Personal information
- Full name: Víctor Miguel Valussi
- Date of birth: 8 May 1912
- Place of birth: Resistencia, Argentina
- Date of death: 1 April 1995 (aged 82)
- Position(s): Defender

Senior career*
- Years: Team / Apps / (Gls)
- 1933–1934: Chacarita Juniors / 40 / (0)
- 1935–1936: Boca Juniors / 55 / (0)
- 1937: Tigre / 23 / (0)
- 1938–1945: Boca Juniors / 204 / (0)
- 1946–?: Tampico Madero / ? / (?)

International career
- 1940–1942: Argentina / 9 / (0)

= Víctor Valussi =

Argentine footballer

Víctor Miguel Valussi (8 May 1912 - 1 April 1995) was an Argentine football defender who won four league championships with Boca Juniors and played for the Argentina national team.

==Playing career==
===Club===
Valussi began his playing career in 1933 with Chacarita Juniors, in 1935 he joined reigning Argentine champions Boca Juniors and helped them to retain their championship in 1935. He made his debut for the club in a 2–1 home win against Vélez Sársfield on 17 March 1935.
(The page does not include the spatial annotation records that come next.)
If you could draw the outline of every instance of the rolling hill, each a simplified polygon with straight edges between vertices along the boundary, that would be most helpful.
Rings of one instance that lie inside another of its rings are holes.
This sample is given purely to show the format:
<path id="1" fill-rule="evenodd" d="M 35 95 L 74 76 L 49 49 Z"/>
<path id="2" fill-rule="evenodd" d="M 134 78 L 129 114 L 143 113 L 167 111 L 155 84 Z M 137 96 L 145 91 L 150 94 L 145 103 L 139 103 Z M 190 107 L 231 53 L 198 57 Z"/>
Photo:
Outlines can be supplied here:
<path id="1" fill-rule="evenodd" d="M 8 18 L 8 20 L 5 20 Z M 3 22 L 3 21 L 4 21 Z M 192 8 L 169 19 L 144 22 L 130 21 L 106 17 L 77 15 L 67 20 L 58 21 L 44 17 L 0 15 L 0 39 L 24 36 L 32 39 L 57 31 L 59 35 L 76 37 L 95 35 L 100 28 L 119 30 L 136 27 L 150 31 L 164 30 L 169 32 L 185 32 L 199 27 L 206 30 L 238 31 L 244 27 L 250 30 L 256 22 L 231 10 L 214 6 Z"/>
In 1937 he spent a season with Club Atlético Tigre but returned to Boca the following year. He won three more championships with Boca in 1940, 1943 and 1944.

Valussi left Boca in 1945 after playing a total of 274 games for Boca in all competitions, he joined Mexican side Tampico Madero.

===International===
Valussi made 9 appearances for the Argentina national team, his debut came against Brazil on 18 February 1940 in a game which ended 2-2. He played in Copa América 1942.